A gdzie nam znikła Ajka? Czarna? Daj znak spod kołdry! Matkamafii, co u Ciebie?....A reszta dziewczyn?....
-
MOJE WY SLONECZKA
COS TRZEBA ZROBIC Z CZASEM :!: A ZYCIE......MNIEJ MNIEJ....
TERAZ NA MOIM WATKU ZAMIESZCZAM RODZAJE DIETEK :!:
A O TYCH PLAMACH TO TAK DLA ZARTU
KRYSIALKU A CO Z TYM KONKURSEM BO ZNOWU JESTEM ZIELONA :?:
http://www.foto.malopolska.pl/galeri..._jesien014.jpg
-
Witam was dziewczyny
Luizku ,żeberka sa tłuste i jednak kaloryczne -oczywiście
o dużo większej wartości biologicznej białko niż z kaszy fasoli .

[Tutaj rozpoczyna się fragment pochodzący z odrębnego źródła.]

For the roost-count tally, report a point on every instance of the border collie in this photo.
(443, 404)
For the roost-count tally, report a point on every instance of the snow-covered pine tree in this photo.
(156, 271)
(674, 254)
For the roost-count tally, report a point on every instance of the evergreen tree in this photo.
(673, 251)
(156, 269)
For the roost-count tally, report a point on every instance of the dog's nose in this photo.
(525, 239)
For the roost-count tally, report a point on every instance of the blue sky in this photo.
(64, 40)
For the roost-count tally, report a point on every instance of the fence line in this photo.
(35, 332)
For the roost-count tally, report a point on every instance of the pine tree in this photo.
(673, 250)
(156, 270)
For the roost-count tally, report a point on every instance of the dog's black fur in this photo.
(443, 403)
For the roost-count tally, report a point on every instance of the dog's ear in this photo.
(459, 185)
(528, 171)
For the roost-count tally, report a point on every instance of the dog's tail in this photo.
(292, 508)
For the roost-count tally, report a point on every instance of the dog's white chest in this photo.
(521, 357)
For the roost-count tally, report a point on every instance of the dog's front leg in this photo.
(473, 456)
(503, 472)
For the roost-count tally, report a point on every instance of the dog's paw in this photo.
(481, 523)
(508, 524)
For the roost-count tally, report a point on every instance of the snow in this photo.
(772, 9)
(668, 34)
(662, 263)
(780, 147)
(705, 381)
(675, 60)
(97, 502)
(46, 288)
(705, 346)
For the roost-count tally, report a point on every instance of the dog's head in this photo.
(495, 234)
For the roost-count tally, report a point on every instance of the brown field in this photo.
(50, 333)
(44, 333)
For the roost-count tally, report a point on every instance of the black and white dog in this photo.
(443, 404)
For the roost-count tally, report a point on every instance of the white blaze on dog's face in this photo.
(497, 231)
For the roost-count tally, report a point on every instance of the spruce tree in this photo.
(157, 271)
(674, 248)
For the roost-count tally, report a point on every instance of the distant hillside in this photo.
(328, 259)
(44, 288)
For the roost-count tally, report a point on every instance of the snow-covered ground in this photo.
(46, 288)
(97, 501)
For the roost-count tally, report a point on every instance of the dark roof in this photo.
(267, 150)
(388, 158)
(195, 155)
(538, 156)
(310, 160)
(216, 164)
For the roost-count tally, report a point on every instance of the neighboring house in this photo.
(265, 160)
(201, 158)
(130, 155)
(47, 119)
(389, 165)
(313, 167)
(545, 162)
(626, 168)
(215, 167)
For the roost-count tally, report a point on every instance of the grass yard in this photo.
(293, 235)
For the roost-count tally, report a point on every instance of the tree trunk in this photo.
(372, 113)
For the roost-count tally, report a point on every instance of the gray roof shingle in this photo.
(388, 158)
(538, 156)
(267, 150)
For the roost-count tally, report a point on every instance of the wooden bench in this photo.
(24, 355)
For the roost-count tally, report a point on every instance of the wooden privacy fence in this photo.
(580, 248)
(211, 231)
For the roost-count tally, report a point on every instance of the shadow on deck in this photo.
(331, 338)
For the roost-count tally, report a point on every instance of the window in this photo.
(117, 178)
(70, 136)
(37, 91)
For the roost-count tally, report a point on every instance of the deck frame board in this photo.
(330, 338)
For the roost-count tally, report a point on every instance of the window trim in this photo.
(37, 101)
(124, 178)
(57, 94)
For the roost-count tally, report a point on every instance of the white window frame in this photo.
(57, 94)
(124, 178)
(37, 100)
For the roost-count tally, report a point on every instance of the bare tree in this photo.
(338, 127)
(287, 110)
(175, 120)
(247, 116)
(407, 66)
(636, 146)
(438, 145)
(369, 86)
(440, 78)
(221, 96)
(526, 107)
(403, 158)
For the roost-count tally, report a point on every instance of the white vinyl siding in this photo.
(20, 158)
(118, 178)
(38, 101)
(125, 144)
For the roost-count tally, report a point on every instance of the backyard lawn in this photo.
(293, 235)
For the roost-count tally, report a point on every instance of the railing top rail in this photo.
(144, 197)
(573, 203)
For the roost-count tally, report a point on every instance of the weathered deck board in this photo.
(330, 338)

Totez nie trzeba dużo zjeśc aby nastukać juz do południa moc kalorii.
i na tym właśnie polega żarełko optymalne. malutko i tłuściutko.
brzuch lużny a zołądek nasycony .
Tylko w ten sposób udało mi sie wagi cieżkiej pozbyć .
ja odchudzałam sie wiele razy tylko zawsze po głodówkach miałam napady obżarstwa.
i zamiast chudnąć tyłam .Dlatego tylko wysokokaloryczne jedzenie
pomaga zdyscyplinować mi sie --bo głodna nie jestem nigdy.
co najwyżej mam zawsze miejsce na co nieco :oops:
-
-
napisałaś u mnie że musisz powodnikować - tzn cały dzień o wodzie, przecież woda rozpycha żołądk ( tak gdzieś czytałam) to co daje taki dzięń na samej wodzie , a moze to jest inaczej?